As soon as the words leave his lips he knows he’s made a mistake. Sean will tolerate some joshing around in private – just a bit, mind – but making him look a fool in front of the boys, in front of an outsider, worse, isn’t to be countenanced. Sean Harrity isn’t a big man, or a particularly hard-looking one. He’s average height, average build, average everything, really. Maybe that’s part of his success: he seems less than he is, so people underestimate him. Sol knows from experience that whatever is inside of Sean, though, is as cold and mean as a riled snake, when it comes out. There is nothing that Sean Harrity will shrink from, nothing, no matter how distasteful, if he feels it is in his own interests. Sean doesn’t move now, doesn’t even blink, but Sol still feels a wash of fear in his guts, his pucker knotting up.
He forces out a half-witted laugh. “Kidding, is all, Sean. Lies spread by the English, right? That sheep thing. Dumb joke. Shouldn’t have said it. So there’s my apology, then.”
Sean just stares at him, for a long, long moment, holding him with his eyes until Sol’s ass begins to sweat in sympathy with the sick in his belly.
“Shouldn’t have said it,” Sol repeats.
“This boy here, this poof, he’s Irish, too.” Sean finally says.
“That right?”
“Shame that a son of Saint Pat would stoop to such behavior. You hear me, lad,” he says, raising his voice, pointing at Nancy. “Fuckin shameful.”
“Ah, Sean.” Sol trails off, not having anything more to say. His guts are just beginning to unwind and he needs to quit while he’s ahead. Why the hell is he even here? Just to hear Sean up on his pulpit, castigating the poor kid? Sol knows for a fact, from one of the working girls, that Sean himself is partial to having a dick-toy stuck up his ass, so it seems more than a little hypocritical to berate Nancy for maybe enjoying the real thing.
“Yeah, but look at him, though, Sol, hey? What do you see?”
Ah. Now he gets it. Again, the irony of it all is a bit much. “I see a big kid, Sean. Real big.”
“Yeah, Sol. Big fuckin nancy-boy, though, ain’t he. But maybe we can come to an accommodation, Mr Big Nancy. I don’t know, though, sullying my establishment with your shameful fuckin behavior. Word from me, you’ll never find work in this town and I don’t care how big you are. I know people, hey Sol?”
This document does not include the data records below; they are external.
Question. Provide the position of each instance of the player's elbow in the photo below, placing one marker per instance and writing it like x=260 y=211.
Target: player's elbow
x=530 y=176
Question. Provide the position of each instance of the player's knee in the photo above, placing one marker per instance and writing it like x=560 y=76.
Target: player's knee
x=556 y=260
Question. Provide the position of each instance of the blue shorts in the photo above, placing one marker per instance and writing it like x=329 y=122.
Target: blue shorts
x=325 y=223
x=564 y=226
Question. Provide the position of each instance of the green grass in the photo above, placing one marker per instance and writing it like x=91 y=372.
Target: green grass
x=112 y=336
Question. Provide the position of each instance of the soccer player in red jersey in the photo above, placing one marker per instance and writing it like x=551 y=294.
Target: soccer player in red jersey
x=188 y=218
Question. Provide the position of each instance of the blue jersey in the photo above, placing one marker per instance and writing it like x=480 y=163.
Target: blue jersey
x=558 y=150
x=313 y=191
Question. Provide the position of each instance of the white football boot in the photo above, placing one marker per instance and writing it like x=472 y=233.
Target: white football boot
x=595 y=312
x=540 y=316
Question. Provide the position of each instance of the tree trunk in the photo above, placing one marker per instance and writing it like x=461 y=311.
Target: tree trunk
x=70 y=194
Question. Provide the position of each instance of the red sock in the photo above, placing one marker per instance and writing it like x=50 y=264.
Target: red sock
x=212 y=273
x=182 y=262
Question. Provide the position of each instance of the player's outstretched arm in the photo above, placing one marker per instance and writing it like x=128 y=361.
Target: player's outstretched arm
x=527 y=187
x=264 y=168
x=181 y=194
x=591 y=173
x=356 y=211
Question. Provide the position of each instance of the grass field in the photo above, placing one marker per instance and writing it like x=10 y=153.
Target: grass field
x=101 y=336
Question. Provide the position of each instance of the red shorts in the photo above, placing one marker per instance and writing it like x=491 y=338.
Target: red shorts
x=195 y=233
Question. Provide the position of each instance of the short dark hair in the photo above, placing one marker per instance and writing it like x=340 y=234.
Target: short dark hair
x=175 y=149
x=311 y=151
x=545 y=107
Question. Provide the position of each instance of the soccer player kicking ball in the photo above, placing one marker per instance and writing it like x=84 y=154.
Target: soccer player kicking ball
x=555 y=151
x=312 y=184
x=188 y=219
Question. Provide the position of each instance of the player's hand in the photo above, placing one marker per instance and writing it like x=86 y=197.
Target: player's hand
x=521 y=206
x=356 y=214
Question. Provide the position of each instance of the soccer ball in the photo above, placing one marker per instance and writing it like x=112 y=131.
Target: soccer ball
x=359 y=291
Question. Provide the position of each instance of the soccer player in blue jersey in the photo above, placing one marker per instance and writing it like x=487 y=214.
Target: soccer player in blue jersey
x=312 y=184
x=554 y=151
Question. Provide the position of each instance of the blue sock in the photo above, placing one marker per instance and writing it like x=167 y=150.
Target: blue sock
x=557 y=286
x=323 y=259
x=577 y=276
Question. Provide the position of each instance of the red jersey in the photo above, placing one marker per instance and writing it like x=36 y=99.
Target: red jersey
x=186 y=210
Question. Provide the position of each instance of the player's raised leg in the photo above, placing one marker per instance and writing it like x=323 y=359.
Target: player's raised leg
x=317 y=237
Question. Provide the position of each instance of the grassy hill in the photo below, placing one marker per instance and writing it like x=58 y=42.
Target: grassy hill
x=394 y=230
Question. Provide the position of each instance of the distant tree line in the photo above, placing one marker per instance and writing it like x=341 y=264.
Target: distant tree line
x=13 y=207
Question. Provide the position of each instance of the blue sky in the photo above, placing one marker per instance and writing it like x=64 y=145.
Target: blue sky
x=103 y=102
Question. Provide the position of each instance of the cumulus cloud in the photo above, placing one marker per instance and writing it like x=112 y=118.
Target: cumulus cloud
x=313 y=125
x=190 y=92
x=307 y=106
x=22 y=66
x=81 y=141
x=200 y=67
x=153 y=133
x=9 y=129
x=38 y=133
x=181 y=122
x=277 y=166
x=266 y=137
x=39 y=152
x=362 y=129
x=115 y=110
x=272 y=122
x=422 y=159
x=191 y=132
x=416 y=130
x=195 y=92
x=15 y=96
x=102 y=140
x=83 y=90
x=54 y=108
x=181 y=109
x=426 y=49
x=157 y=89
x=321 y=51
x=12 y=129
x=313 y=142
Sol grits his teeth. “That’s right.”
“So, a big faggot – literally – like you, what’s to be done?” There’s a long pause, as if he’s mulling it over, but obviously Sean has seen the opportunity from a long ways off. Funny, again, how it all keeps coming back to these same old things. Eventually, Sean nods, winking over at Sol and then looking back Nancy’s way.
“Tell me, lad,” he says, “big fella like you: you ever done any fighting?”